LXXX. L'accusation
LXXX. The Accusation
This issue covers Sir Robert Peel's Irish policy, Mexico's declaration of war over Texas, and the French military's adoption of Adolphe Sax's instruments.
- Mexico's acting president ordered all interior governors to mobilize troops and declared war on the United States over the annexation of Texas, calling it 'flagrant usurpation.'
- Sir Robert Peel dismissed Orange magistrates who attended anti-Catholic gatherings, prompting the Earl of Winchelsea to resign his three county justice-of-the-peace commissions in protest.

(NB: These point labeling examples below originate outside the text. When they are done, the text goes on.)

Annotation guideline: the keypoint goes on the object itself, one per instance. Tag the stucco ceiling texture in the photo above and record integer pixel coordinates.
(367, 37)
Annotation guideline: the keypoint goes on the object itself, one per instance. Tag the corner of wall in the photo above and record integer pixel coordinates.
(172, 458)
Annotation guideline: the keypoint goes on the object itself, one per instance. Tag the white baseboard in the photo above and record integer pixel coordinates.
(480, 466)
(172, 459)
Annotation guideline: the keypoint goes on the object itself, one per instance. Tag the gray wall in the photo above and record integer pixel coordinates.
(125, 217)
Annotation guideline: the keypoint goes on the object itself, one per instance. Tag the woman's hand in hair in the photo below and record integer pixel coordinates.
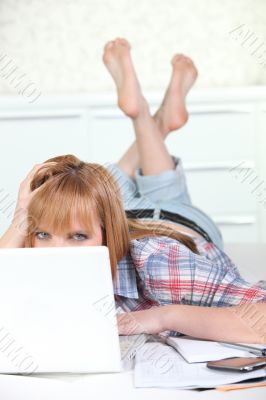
(147, 321)
(16, 233)
(25, 195)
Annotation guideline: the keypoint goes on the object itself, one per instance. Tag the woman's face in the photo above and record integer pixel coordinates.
(76, 236)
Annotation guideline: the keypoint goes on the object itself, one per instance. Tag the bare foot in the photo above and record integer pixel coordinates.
(172, 113)
(117, 60)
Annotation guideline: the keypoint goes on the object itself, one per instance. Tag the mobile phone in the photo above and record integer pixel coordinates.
(243, 364)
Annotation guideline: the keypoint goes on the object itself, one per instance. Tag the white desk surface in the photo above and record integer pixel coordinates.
(104, 386)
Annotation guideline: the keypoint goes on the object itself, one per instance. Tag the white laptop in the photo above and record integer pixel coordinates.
(57, 311)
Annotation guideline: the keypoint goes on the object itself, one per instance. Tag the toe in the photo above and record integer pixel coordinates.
(109, 45)
(177, 58)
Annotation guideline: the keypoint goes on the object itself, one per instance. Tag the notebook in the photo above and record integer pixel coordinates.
(159, 365)
(196, 350)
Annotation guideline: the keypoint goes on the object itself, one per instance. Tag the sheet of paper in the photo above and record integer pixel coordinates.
(203, 350)
(158, 365)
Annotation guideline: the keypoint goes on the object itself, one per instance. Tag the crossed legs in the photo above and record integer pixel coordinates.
(148, 151)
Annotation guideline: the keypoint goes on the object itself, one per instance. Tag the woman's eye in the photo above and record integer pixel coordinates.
(42, 235)
(79, 236)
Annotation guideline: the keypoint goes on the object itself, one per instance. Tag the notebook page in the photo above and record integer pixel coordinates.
(193, 350)
(158, 365)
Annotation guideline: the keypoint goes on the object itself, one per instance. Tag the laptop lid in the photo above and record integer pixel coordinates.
(57, 311)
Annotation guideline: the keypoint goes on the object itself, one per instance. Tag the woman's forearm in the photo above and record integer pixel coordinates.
(13, 237)
(246, 323)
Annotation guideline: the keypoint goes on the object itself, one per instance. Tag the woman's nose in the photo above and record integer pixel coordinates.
(58, 242)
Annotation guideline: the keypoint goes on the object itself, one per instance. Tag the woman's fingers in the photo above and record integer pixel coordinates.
(145, 321)
(128, 324)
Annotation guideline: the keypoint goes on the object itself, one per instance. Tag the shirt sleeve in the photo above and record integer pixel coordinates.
(172, 274)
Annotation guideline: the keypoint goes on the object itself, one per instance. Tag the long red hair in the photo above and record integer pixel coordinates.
(71, 187)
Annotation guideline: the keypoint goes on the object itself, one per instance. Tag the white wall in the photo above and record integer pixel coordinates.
(58, 43)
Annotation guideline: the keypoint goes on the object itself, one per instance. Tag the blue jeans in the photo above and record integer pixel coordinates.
(167, 191)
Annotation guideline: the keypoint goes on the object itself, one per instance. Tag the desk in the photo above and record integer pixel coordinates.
(99, 386)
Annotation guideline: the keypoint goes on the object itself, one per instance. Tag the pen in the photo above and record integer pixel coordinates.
(254, 350)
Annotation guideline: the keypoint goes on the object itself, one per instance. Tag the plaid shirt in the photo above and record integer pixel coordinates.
(160, 270)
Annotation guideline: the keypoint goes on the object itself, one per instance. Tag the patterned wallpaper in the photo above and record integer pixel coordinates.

- Russia deployed 160,000 men along the Caucasus lines against Shamil, yet soldiers reportedly refused to advance, officers formed volunteer corps to breach barricades of mutilated Russian corpses, and Prince Woronzoff was forced to draw his sword in personal defence at Dargo.

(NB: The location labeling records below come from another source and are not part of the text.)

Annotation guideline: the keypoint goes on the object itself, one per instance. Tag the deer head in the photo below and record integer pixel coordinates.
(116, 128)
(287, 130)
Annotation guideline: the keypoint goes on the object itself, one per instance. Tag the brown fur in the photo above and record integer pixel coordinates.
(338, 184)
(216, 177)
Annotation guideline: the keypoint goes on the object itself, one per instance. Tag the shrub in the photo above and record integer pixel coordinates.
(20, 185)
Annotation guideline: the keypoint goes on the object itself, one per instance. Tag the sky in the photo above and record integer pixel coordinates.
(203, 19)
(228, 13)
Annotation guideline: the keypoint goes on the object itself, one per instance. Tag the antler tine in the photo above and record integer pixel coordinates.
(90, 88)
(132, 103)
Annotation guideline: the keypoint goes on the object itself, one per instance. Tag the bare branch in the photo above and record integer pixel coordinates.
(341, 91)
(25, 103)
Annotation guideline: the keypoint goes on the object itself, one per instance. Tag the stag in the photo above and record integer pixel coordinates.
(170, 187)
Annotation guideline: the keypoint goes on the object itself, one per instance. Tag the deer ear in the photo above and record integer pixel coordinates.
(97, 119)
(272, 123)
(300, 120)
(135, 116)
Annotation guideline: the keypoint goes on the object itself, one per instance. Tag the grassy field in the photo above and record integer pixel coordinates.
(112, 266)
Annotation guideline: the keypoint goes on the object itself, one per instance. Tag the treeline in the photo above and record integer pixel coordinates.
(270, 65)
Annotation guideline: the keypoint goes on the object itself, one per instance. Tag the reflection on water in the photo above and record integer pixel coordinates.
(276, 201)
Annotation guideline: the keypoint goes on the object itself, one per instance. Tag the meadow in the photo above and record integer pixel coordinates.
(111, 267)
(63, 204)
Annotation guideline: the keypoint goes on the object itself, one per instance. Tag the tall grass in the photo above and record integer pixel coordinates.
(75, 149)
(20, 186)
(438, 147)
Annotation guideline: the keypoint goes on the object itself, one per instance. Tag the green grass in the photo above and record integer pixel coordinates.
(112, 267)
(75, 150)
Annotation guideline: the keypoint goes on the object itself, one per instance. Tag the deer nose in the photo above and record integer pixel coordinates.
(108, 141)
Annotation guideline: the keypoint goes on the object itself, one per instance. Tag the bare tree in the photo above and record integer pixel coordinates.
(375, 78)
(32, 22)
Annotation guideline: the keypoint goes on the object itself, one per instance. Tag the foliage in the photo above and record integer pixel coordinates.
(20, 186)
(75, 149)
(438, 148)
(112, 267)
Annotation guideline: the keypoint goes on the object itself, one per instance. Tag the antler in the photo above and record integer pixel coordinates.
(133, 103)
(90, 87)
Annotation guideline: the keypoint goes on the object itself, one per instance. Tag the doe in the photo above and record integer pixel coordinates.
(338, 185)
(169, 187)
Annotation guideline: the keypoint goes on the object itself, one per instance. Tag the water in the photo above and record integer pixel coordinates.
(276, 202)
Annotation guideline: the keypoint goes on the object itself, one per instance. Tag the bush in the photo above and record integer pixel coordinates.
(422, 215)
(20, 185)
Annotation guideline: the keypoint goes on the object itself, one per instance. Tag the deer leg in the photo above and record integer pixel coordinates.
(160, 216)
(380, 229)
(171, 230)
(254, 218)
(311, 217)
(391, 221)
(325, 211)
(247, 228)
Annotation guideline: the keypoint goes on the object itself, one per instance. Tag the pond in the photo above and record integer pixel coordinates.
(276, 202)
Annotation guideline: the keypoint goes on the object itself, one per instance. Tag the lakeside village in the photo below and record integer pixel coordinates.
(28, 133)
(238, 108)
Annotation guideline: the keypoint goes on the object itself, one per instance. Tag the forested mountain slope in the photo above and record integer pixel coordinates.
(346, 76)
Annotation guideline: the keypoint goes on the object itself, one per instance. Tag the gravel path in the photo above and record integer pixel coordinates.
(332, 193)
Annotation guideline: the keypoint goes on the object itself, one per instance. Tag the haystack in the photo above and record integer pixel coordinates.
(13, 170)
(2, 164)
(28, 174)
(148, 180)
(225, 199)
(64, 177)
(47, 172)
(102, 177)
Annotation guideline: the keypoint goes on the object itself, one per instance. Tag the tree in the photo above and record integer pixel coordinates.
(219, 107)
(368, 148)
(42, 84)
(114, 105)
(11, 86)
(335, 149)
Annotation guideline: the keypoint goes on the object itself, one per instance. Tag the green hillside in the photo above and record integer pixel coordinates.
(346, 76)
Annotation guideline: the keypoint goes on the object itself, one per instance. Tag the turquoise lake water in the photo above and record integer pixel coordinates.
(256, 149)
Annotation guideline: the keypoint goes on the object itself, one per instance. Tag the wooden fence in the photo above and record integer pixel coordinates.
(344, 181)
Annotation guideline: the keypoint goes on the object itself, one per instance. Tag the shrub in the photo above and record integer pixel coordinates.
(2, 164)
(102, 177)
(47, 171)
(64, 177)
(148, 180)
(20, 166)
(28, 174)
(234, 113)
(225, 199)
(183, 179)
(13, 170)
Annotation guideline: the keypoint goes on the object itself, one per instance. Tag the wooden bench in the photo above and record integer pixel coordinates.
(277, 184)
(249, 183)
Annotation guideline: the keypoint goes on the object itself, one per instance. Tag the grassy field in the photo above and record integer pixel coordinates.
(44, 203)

- At the Pamplona bullfight attended by Queen Isabella II and the French princes, matador Montes performed the dazzling capear manoeuvre before 15,000 spectators, and a pigeon released from a dart's fireworks perched before the Queen, who ordered it kept alive and transported to Madrid.

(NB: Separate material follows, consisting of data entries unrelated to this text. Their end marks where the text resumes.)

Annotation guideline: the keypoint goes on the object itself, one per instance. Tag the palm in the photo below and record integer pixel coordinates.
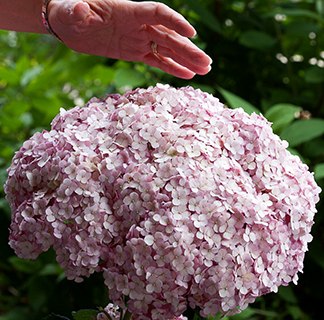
(125, 30)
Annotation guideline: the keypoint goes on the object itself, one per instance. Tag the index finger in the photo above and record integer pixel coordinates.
(154, 13)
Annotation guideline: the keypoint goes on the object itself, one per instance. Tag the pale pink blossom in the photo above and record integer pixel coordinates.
(168, 194)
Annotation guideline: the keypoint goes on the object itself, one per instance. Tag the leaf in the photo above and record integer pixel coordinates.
(301, 28)
(302, 131)
(287, 294)
(207, 18)
(281, 115)
(314, 75)
(103, 73)
(129, 77)
(320, 7)
(10, 76)
(30, 74)
(295, 13)
(236, 102)
(85, 314)
(319, 171)
(54, 316)
(49, 106)
(257, 40)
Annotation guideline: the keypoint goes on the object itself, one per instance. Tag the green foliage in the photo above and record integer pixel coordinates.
(85, 314)
(268, 58)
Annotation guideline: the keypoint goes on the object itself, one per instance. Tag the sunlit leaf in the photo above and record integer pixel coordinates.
(257, 39)
(281, 115)
(207, 17)
(30, 74)
(129, 77)
(235, 101)
(314, 75)
(302, 131)
(85, 314)
(295, 13)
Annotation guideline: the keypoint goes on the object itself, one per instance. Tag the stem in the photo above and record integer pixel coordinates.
(127, 315)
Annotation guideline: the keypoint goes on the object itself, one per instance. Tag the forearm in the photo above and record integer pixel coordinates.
(22, 15)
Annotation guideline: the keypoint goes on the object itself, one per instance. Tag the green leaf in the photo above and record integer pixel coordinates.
(103, 73)
(207, 18)
(49, 106)
(30, 74)
(319, 171)
(314, 75)
(129, 77)
(236, 102)
(54, 316)
(287, 294)
(320, 7)
(85, 314)
(302, 131)
(281, 115)
(10, 76)
(301, 28)
(295, 13)
(257, 40)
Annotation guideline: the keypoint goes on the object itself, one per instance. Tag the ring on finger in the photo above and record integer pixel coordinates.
(154, 48)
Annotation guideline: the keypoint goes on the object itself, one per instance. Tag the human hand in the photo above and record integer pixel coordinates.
(123, 29)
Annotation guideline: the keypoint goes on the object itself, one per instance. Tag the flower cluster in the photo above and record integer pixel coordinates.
(176, 199)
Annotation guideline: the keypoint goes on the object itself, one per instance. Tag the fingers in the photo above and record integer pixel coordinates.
(168, 66)
(168, 53)
(180, 49)
(80, 11)
(71, 11)
(154, 13)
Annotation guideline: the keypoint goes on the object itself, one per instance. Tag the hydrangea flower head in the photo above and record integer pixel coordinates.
(173, 197)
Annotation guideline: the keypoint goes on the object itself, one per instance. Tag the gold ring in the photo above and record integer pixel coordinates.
(154, 47)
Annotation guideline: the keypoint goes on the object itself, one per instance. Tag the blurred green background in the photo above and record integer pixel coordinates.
(268, 56)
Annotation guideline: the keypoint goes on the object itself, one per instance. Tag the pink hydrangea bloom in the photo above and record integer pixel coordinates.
(173, 197)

- In Marseille, a cuckolded grocer tracked his wife and her lover to a police superintendent's office, whereupon the lover drew a pistol and immediately blew out his brains; the husband then walked out with his wife on his arm through a mocking crowd.
- A confidence trickster posing as a retired goldsmith and a 'Polish nephew of the Archbishop of Cologne' swindled a curé near Les Andelys of ten years' savings in exchange for diamonds that proved to be pieces of fine crystal.
- France's Minister of War signed an ordinance adopting Adolphe Sax's instruments — including the saxophone, sax-horn, and bass clarinet — for all army bands, replacing 50-piece infantry orchestras and 36-piece cavalry bands after a public competition that Sax won to audience applause.
- Léon Feugère published a new biography of La Boétie, Montaigne's closest friend and author of the Discours sur la Servitude volontaire, drawing attention to the Renaissance humanist's poetry and his largely forgotten place in French literary history.